The aviation industry is experiencing a rapid digital transformation driven by globalization, technological advancements, and evolving customer expectations. Among these technologies, AI-based chatbots have emerged as a powerful tool to streamline operations, enhance customer service, and support internal business functions. However, their adoption in air ticket reservation services is still in its early stages. This study aims to provide innovative insights into understanding the factors that determine the adoption of AI-based chatbots for air ticket reservations from the organization’s perspective. The study introduces two new constructs, diversity and sensibility, and conceptually integrates the “Technology Organization Environment” theory and the “Diffusion of Innovation” theory. Data from 154 respondents were modeled using PLS-SEM, suitable for models with many variables and small sample sizes. The finding reveals that the organization's technical capability is a key factor influencing the adoption.

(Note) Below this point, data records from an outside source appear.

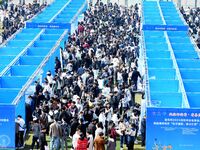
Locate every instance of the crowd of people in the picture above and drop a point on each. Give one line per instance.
(13, 16)
(90, 98)
(192, 17)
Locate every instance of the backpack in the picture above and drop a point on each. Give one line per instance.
(65, 129)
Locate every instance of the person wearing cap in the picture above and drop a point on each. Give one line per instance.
(22, 128)
(99, 142)
(55, 134)
(49, 77)
(82, 143)
(36, 133)
(134, 77)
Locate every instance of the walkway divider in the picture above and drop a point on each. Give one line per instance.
(59, 11)
(16, 59)
(185, 103)
(147, 86)
(78, 12)
(31, 43)
(161, 14)
(42, 64)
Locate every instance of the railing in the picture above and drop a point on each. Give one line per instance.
(78, 12)
(19, 30)
(31, 43)
(161, 14)
(59, 11)
(146, 83)
(185, 103)
(185, 23)
(39, 69)
(16, 59)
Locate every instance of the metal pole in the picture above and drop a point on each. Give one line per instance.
(179, 3)
(195, 3)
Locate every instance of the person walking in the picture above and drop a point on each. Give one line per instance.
(36, 133)
(55, 134)
(99, 142)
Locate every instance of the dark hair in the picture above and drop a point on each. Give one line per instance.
(19, 116)
(81, 136)
(100, 125)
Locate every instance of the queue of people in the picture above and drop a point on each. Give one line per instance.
(192, 17)
(13, 16)
(91, 96)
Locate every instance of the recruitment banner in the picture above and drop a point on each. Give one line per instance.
(172, 129)
(7, 126)
(165, 27)
(49, 25)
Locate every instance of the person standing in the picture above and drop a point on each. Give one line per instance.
(65, 133)
(99, 142)
(143, 130)
(55, 134)
(134, 77)
(82, 143)
(36, 133)
(22, 127)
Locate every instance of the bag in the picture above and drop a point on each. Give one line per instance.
(65, 129)
(23, 127)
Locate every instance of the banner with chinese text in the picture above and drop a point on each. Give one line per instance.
(7, 126)
(173, 129)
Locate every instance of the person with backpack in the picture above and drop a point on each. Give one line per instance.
(36, 133)
(22, 127)
(65, 133)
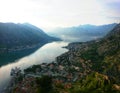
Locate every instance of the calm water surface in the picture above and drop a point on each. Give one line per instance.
(47, 54)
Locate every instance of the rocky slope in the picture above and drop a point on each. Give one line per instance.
(87, 67)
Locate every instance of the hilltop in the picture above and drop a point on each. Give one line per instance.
(92, 66)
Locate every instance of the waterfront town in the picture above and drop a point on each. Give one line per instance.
(65, 69)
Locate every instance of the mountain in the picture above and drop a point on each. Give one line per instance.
(99, 63)
(92, 66)
(21, 36)
(82, 32)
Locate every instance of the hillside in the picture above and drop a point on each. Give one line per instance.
(92, 66)
(21, 36)
(82, 33)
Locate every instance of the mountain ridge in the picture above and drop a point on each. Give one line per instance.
(16, 36)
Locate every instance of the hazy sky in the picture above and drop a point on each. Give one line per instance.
(60, 13)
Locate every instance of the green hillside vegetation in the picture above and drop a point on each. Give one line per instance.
(98, 62)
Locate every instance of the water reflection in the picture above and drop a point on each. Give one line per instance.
(47, 53)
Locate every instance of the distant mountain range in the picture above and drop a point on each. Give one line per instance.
(88, 67)
(21, 36)
(82, 32)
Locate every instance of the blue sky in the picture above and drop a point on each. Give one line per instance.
(60, 13)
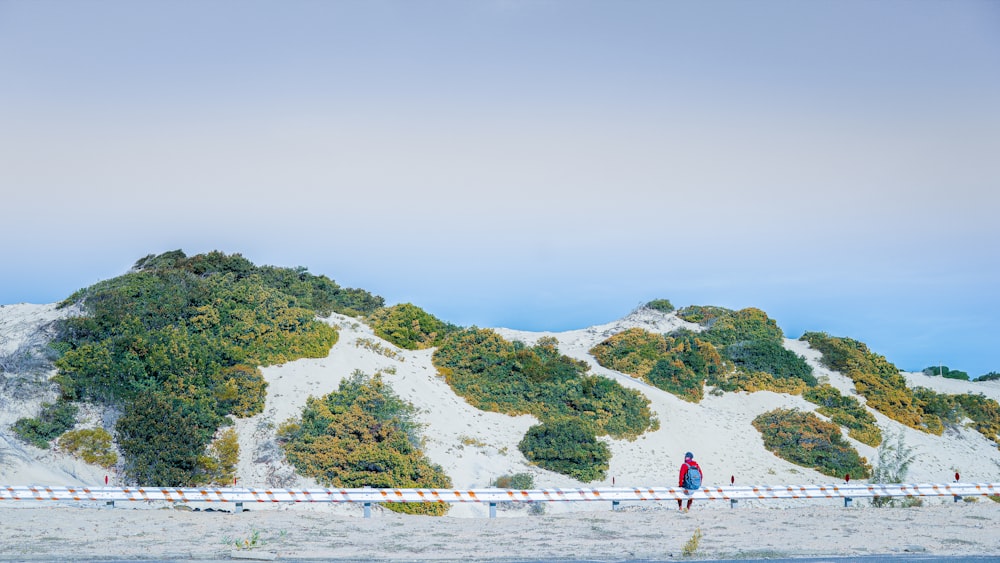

Diversity, referring to the chatbot’s multifunctionality, promotes broader acceptance. Moreover, the impact of sensibility on adoption intention posits that a user-friendly design of the chatbot that enhances the “look” and provides a sense of human touch significantly increases the adoption intention. The relative advantage of AI-based chatbots on adoption illustrates that among all other ticket reservation channels, they prove to be the most efficient and profitable. Also, the complexity and government involvement were identified as relevant predictors of adoption. This study provides valuable insights for organizations and stakeholders and offers both theoretical and practical implications. The study concludes with limitations and proposes directions for future research.